Stocks finished the day lower for a fifth straight day, with the S&P 500 down by 25 bps to close at 5,011. Today is OPEX, and with the passing of OPEX, we will see gamma levels unclench and the stickiness we have seen in the S&P 500 at the 5,000 level release. A good portion of that gamma will likely be released at the opening today, with monthly OPEX set to expire. However, 0DTE options continue trading until the end of the day.
It has been an observable and easy pattern to see how the index tends to either gap higher or move sharply higher right out of the opening and then tends to fade the rest of the day, starting mid-morning. You have to wonder at what point the market stops getting bid up in the morning, and traders just start selling from the start.

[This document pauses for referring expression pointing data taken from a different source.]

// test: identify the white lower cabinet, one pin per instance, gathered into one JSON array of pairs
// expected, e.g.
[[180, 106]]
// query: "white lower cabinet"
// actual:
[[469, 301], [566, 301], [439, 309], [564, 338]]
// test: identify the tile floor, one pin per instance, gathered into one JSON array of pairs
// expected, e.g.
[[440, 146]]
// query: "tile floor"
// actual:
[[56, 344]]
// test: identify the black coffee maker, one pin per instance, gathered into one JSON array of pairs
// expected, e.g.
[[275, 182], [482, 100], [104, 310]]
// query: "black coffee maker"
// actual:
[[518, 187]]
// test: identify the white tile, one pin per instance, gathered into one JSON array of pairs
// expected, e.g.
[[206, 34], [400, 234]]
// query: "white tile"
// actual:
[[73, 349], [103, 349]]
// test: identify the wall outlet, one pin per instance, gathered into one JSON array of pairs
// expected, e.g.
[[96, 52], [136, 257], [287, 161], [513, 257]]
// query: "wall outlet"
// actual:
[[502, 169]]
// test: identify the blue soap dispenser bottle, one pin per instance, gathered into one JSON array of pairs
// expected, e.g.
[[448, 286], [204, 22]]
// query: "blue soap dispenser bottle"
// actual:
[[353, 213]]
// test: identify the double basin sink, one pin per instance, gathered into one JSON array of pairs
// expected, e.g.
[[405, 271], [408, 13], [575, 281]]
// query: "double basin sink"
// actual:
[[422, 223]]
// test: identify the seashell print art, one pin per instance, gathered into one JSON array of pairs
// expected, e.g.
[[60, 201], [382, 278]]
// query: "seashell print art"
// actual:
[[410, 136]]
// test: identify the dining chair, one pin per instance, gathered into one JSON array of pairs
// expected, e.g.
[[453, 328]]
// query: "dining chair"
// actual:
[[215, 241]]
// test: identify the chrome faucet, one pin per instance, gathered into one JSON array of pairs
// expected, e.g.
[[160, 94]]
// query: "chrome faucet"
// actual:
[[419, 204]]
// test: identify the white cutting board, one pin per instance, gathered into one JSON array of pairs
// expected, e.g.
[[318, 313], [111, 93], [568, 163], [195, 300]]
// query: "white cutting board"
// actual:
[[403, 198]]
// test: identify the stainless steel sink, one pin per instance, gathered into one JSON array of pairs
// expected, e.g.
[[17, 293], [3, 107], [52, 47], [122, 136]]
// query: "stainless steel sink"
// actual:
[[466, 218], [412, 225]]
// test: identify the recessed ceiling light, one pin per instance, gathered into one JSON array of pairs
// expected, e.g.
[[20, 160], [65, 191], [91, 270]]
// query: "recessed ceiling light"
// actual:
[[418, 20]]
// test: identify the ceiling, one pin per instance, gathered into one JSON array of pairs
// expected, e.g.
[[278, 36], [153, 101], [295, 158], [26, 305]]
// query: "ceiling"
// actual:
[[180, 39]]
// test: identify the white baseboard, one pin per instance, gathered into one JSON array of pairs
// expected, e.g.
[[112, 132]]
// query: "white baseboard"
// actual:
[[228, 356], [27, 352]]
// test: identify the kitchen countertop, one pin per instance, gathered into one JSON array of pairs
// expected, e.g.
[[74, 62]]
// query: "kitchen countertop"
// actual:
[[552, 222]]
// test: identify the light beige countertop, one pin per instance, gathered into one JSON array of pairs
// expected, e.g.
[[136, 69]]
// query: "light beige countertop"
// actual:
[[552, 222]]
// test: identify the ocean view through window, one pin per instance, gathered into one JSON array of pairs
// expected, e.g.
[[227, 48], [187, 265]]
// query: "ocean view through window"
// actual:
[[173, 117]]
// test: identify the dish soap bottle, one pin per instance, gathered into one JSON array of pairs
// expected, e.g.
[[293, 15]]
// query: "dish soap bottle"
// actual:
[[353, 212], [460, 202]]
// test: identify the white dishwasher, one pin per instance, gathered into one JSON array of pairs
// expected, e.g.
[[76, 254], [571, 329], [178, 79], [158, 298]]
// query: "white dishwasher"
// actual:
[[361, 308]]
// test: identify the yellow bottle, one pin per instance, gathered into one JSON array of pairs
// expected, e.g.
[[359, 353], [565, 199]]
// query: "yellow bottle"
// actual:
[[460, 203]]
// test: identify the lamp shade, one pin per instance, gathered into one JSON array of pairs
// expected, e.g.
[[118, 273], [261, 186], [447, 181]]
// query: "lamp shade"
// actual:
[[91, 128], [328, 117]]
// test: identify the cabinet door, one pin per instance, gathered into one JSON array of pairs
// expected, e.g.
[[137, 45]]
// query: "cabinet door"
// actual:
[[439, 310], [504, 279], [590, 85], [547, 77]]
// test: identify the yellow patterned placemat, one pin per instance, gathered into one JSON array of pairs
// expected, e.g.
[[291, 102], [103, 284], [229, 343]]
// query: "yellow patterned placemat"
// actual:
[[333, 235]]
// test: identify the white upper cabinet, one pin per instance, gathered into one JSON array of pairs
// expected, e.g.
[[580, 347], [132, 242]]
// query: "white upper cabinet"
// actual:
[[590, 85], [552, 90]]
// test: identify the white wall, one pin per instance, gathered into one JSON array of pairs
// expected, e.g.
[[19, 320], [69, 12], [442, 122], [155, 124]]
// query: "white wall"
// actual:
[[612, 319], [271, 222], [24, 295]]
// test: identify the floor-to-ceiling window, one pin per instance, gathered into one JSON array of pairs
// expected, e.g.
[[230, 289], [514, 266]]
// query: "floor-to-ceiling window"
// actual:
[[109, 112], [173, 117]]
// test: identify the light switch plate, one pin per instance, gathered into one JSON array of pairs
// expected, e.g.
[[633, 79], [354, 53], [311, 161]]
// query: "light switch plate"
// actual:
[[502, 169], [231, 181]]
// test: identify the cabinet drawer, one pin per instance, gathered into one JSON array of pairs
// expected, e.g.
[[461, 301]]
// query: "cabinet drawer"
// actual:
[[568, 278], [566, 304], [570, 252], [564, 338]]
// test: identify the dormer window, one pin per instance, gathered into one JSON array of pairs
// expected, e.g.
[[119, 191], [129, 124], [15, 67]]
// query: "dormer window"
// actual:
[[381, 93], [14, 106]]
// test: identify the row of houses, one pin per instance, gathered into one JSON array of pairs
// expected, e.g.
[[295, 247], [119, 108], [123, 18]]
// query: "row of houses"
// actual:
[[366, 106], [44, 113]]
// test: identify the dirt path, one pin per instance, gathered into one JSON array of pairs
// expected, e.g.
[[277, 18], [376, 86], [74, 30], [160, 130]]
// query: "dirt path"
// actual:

As Gammalabs shows, CTAs are now sellers of the S&P 500, which is one reason why we are seeing the early buying met by that end-of-day wave of selling.
(Gammalabs)
Additionally, as Gammalabs shows, the S&P 500 is also in net negative gamma, which means that the market makers are not buying the dip but following the selling CTAs are doing. In negative gamma regimes, market makers follow the trend; in positive gamma, they are sellers of strengths and buyers of weakness.
(Gammalabs)
We already knew liquidity was dropping, as noted by changes in the TGA and book depth of the e-minis, but yesterday, the Fed balance sheet showed that reserve balances fell to $3.33 trillion from $3.61 trillion last week, or nearly $300 billion in one week. In April 2022, we saw reserves fall about $400 billion, which resulted in a very bad stretch for the market. This was the biggest move lower in reserves since then.
Additionally, we saw rates move higher yesterday, and the US dollar strengthened, which again is working to tigthen financial conditions in the background. At this point, we now have liquidity, systematic, and options flows working against the market. It is a period where liquidity, fundamentals, and flows all come together simultaneously, and they aren’t in favor of stocks going higher.
Netflix Reports Great Subscriber Additions
Meanwhile, Netflix (NASDAQ:NFLX) reported great subscriber additions, but the market did not care, with the stock still trading down by almost 5%. Revenue guidance for the second quarter and the full year was a bit weak, and their free cash flow for the full year was below estimates, despite the company not changing it.
Additionally, the company said starting 1Q’25 will no longer report quarterly membership numbers. Which kind of makes you wonder why? Membership growth has been a significant driver of the stock price, and the first thought is that the company doesn’t want investors to perhaps focus on slowing membership growth.
Meanwhile, the stock is trading at $582, which is an important support level that dates back to July 2020. It is also quite possible that it breaks an uptrend, which is the basis for a rising wedge pattern. If that $580 region of support breaks, the next target could be that gap fill around $493.